3D myocardial perfusion cardiovascular magnetic resonance MR (CMR) adds depth to looking at ischemic burden in heart patients, according to a recently published study. It one day may serve as an alternative to imaging techniques that rely on ionizing radiation.

Researchers at the Royal Brompton Hospital in London performed a comparative analysis between 3D CMR and 99mTc-tetrofosmin myocardial perfusion scintigraphy (MPS) on the ischemic load of 45 patients referred for MPS. Their study assessed patients using both 3D CMR perfusion imaging and MPS to determine the accuracy of predicting ischemic burden.

In 38 of 45 patients, the two methods agreed for the presence or absence of inducible ischemia. The average bias for ischemic burden between MPS and 3D CMR was -0.62 percent. MPS and CMR also agreed on the presence or absence of myocardial scarring in 84 percent of patients.

The average ischemic burden according MPS in all 45 patients was 7.5 percent. The CMR average ischemic burden was 6.8 percent. No significant differences between methods were reported.

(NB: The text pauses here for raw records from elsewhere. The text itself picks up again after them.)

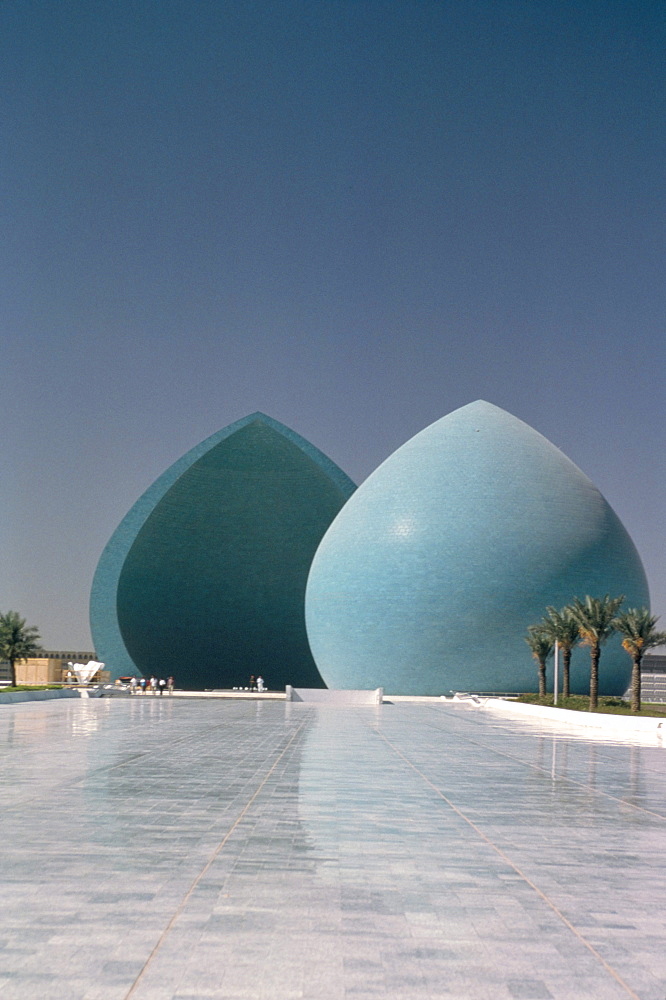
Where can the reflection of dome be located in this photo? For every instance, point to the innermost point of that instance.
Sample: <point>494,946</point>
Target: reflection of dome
<point>429,576</point>
<point>205,577</point>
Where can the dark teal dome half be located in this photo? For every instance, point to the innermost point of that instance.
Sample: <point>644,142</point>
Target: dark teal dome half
<point>205,577</point>
<point>428,578</point>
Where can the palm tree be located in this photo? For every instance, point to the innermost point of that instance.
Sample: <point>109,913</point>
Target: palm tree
<point>637,626</point>
<point>594,617</point>
<point>561,627</point>
<point>541,646</point>
<point>17,640</point>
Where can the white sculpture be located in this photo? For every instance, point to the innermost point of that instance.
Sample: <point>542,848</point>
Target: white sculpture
<point>84,671</point>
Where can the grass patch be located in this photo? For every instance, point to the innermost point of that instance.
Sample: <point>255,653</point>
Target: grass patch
<point>606,704</point>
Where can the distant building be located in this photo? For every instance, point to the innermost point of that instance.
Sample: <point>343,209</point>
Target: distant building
<point>49,668</point>
<point>653,677</point>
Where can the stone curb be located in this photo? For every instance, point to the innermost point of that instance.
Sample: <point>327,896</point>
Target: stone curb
<point>590,720</point>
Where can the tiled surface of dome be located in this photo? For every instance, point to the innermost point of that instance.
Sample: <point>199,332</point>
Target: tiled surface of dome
<point>428,578</point>
<point>205,577</point>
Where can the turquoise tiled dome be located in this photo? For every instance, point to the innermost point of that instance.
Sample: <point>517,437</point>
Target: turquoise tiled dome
<point>205,577</point>
<point>428,578</point>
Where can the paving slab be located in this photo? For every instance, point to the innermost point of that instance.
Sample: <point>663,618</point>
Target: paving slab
<point>181,849</point>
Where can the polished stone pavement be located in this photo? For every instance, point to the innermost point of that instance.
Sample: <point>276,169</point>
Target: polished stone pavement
<point>167,849</point>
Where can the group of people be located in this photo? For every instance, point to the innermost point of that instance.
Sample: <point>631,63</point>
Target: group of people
<point>151,685</point>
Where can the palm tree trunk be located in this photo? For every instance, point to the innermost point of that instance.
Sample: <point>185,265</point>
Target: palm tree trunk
<point>595,653</point>
<point>566,663</point>
<point>636,684</point>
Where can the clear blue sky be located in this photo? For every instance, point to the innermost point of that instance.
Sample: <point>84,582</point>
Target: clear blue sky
<point>354,216</point>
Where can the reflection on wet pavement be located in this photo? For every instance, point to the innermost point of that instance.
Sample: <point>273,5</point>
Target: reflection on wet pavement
<point>182,849</point>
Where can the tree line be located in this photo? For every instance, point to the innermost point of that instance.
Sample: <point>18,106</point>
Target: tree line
<point>591,622</point>
<point>18,641</point>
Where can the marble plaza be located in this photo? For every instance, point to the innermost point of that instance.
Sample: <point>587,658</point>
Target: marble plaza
<point>182,849</point>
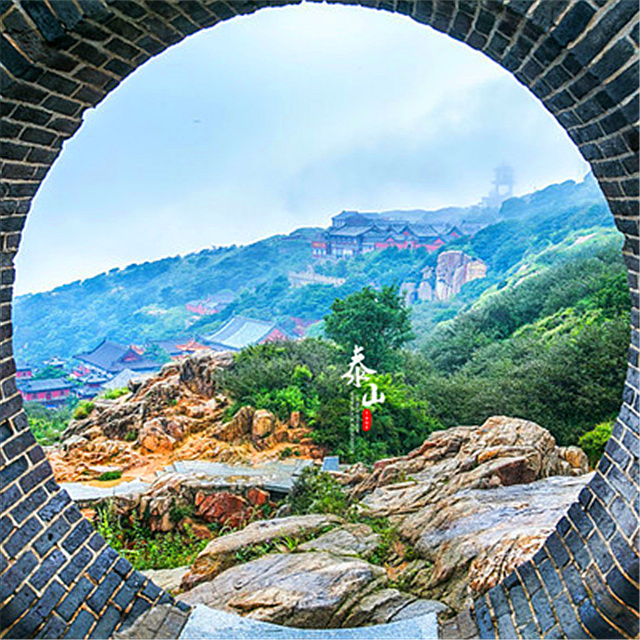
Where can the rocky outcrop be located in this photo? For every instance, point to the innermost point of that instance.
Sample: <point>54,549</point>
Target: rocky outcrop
<point>178,414</point>
<point>454,269</point>
<point>308,590</point>
<point>502,452</point>
<point>390,605</point>
<point>220,553</point>
<point>475,538</point>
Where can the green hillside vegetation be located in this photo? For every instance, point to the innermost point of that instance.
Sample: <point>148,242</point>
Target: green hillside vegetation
<point>550,347</point>
<point>145,302</point>
<point>543,337</point>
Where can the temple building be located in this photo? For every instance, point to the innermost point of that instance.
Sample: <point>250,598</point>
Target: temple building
<point>239,332</point>
<point>353,233</point>
<point>50,392</point>
<point>110,358</point>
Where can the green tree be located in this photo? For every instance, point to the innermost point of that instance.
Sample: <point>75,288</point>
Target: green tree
<point>378,321</point>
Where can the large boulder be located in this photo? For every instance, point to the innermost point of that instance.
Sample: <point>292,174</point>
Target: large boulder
<point>308,590</point>
<point>159,435</point>
<point>220,554</point>
<point>476,537</point>
<point>390,605</point>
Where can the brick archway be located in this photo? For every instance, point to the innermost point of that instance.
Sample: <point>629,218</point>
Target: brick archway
<point>60,57</point>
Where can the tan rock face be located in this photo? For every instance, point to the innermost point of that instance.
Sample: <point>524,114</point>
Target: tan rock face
<point>308,590</point>
<point>159,435</point>
<point>475,538</point>
<point>220,553</point>
<point>174,415</point>
<point>501,452</point>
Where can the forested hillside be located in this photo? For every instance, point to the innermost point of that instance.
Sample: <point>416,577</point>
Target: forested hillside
<point>147,301</point>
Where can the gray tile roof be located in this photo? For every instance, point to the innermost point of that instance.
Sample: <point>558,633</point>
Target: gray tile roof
<point>109,356</point>
<point>240,332</point>
<point>46,384</point>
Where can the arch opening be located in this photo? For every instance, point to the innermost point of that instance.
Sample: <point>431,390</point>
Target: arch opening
<point>541,46</point>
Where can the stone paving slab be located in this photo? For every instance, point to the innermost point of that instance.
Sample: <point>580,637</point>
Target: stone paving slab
<point>81,492</point>
<point>276,477</point>
<point>210,624</point>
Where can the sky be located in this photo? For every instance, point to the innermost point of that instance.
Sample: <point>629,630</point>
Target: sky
<point>279,120</point>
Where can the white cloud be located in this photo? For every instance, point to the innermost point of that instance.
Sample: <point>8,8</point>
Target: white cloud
<point>278,120</point>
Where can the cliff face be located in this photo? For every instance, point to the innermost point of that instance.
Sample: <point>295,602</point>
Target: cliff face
<point>453,270</point>
<point>178,414</point>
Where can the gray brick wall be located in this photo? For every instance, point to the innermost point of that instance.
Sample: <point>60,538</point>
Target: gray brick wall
<point>60,57</point>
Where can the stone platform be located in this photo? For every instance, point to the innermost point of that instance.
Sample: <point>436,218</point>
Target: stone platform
<point>203,623</point>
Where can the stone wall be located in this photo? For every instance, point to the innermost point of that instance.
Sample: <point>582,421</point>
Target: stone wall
<point>60,57</point>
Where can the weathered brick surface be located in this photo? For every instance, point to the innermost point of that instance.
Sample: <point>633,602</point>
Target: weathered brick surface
<point>58,58</point>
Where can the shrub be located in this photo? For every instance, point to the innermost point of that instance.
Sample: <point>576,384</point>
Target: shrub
<point>593,442</point>
<point>84,408</point>
<point>144,549</point>
<point>316,491</point>
<point>47,425</point>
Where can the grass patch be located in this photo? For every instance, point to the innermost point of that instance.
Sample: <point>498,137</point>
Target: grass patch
<point>143,548</point>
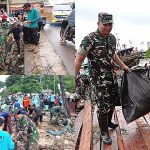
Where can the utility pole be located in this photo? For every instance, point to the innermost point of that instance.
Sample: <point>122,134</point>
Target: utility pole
<point>8,6</point>
<point>64,95</point>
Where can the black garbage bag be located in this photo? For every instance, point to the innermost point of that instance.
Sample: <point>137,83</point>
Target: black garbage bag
<point>135,93</point>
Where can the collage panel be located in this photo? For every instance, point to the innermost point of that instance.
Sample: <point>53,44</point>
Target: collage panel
<point>37,84</point>
<point>37,37</point>
<point>112,75</point>
<point>36,111</point>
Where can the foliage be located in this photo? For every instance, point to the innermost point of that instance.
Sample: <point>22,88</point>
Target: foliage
<point>36,83</point>
<point>148,53</point>
<point>13,89</point>
<point>2,84</point>
<point>13,79</point>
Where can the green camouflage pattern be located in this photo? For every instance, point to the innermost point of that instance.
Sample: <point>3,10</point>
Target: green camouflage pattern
<point>100,52</point>
<point>30,134</point>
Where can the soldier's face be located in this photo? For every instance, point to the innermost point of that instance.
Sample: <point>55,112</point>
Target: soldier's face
<point>105,29</point>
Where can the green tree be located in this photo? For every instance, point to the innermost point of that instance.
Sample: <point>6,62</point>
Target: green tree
<point>2,84</point>
<point>13,79</point>
<point>30,84</point>
<point>14,89</point>
<point>148,53</point>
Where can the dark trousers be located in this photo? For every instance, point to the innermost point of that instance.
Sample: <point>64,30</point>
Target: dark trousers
<point>18,44</point>
<point>38,117</point>
<point>33,36</point>
<point>25,35</point>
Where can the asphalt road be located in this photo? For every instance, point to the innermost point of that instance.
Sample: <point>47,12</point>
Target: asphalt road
<point>65,52</point>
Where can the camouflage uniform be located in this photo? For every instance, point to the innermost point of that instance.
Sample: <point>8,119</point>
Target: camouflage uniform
<point>30,136</point>
<point>100,52</point>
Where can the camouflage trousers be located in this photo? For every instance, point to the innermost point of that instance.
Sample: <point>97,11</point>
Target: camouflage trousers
<point>105,95</point>
<point>27,146</point>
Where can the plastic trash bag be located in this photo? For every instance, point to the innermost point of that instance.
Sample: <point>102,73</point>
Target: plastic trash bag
<point>135,93</point>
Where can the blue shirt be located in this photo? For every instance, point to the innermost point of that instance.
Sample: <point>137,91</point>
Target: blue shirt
<point>6,142</point>
<point>4,115</point>
<point>52,98</point>
<point>17,104</point>
<point>33,15</point>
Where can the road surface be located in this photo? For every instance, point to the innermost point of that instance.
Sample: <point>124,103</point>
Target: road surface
<point>65,52</point>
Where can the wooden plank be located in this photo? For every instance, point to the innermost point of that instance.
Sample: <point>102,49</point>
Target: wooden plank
<point>118,132</point>
<point>85,140</point>
<point>71,106</point>
<point>113,135</point>
<point>144,128</point>
<point>131,135</point>
<point>97,146</point>
<point>78,125</point>
<point>95,119</point>
<point>96,131</point>
<point>147,117</point>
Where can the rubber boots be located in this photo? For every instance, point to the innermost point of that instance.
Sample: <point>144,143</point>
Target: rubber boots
<point>103,124</point>
<point>110,124</point>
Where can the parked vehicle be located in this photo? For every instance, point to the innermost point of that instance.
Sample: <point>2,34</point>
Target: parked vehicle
<point>70,32</point>
<point>60,12</point>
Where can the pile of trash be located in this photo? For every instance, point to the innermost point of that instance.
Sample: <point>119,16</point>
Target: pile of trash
<point>55,137</point>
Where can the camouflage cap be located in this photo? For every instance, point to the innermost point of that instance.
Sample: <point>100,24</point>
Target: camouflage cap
<point>26,5</point>
<point>105,18</point>
<point>15,111</point>
<point>1,121</point>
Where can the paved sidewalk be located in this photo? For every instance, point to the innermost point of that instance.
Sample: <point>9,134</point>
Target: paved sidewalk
<point>46,61</point>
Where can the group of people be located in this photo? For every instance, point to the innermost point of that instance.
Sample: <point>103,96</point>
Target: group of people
<point>30,27</point>
<point>100,49</point>
<point>25,133</point>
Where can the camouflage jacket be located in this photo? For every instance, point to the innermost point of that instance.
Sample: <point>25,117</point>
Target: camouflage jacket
<point>100,52</point>
<point>29,130</point>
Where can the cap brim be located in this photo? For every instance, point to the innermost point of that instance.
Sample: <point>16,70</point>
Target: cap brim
<point>107,22</point>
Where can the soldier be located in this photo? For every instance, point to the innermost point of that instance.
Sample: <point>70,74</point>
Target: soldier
<point>7,121</point>
<point>5,138</point>
<point>28,134</point>
<point>100,49</point>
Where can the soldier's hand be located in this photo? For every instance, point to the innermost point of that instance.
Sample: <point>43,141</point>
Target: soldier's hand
<point>125,68</point>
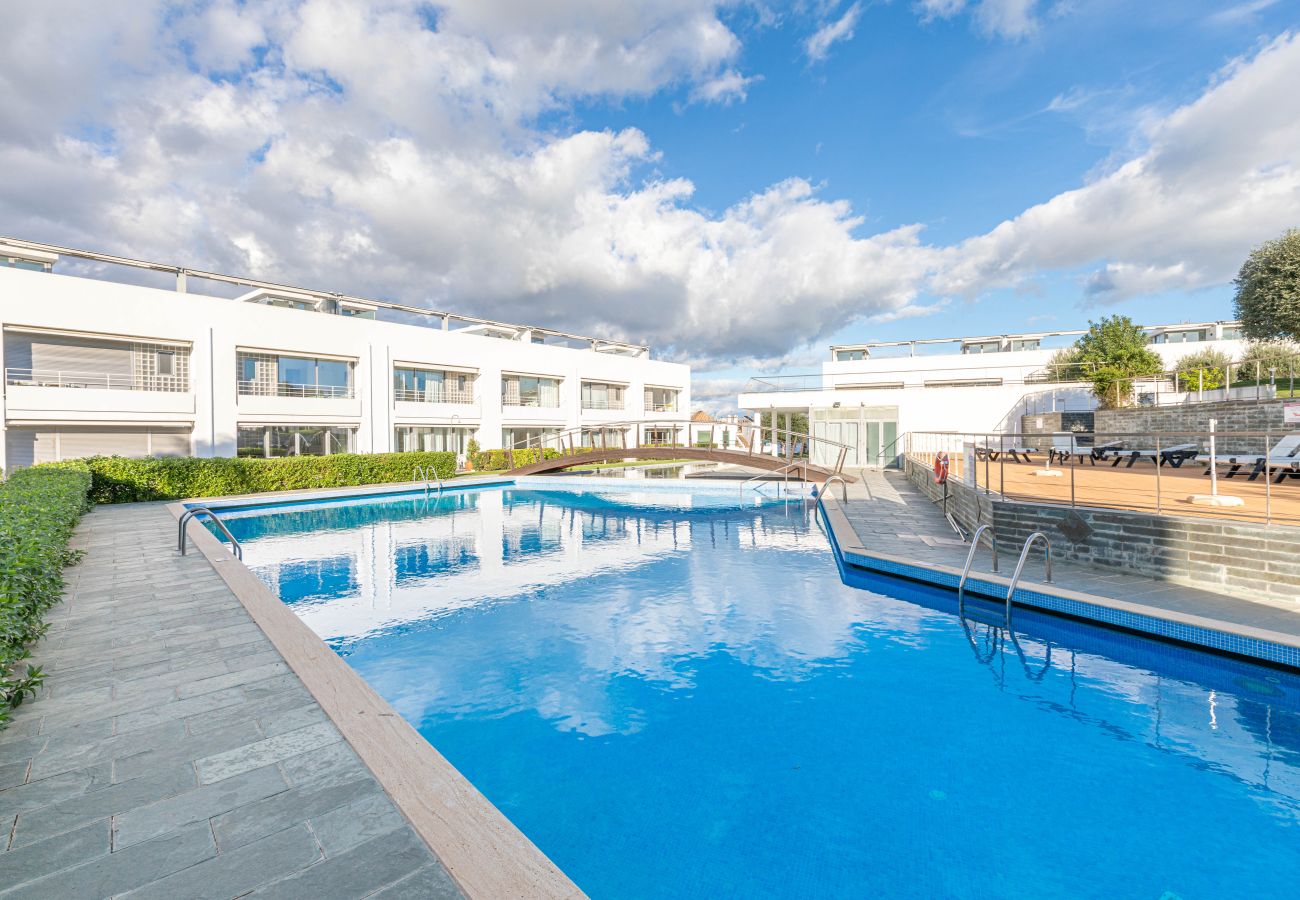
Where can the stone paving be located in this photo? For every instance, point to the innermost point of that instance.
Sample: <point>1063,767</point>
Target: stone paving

Researchers also calculated burden via three short axis slices taken from the 3D CMR images and compared them with SPECT measurement to determine how they fared against a whole heart analysis. The 2D images were reviewed independently. This produced a lower mean ischemic burden, at about 5.7 percent. Researchers noted the best correlation between the analysis of whole heart CMR ischemic burden and MPS.

First author Roy Jogiya, MBBS, of British Heart Foundation’s Center for Excellence at King’s College, et al noted, however, “Only an adequately powered head-to-head comparison of the two acquisition (2D vs 3D) methods can give conclusive evidence of their accuracy in determination of ischemic burden.”

The sensitivity of both MPS and CMR were 94 percent, although each had benefits in specificity and accuracy, with 63 percent (MPS) vs. 81 percent (CMR) and 79 percent (MPS) vs. 88 percent (CMR), respectively.

Jogiya et al wrote, “Combined with CMR assessment of cardiac function and viability the technique holds promise as a complete non-invasive and radiation-free diagnostic and risk stratification tool for patients with known or suspected CAD.”

The paper was published online May 27 in Circulation: Cardiovascular Imaging.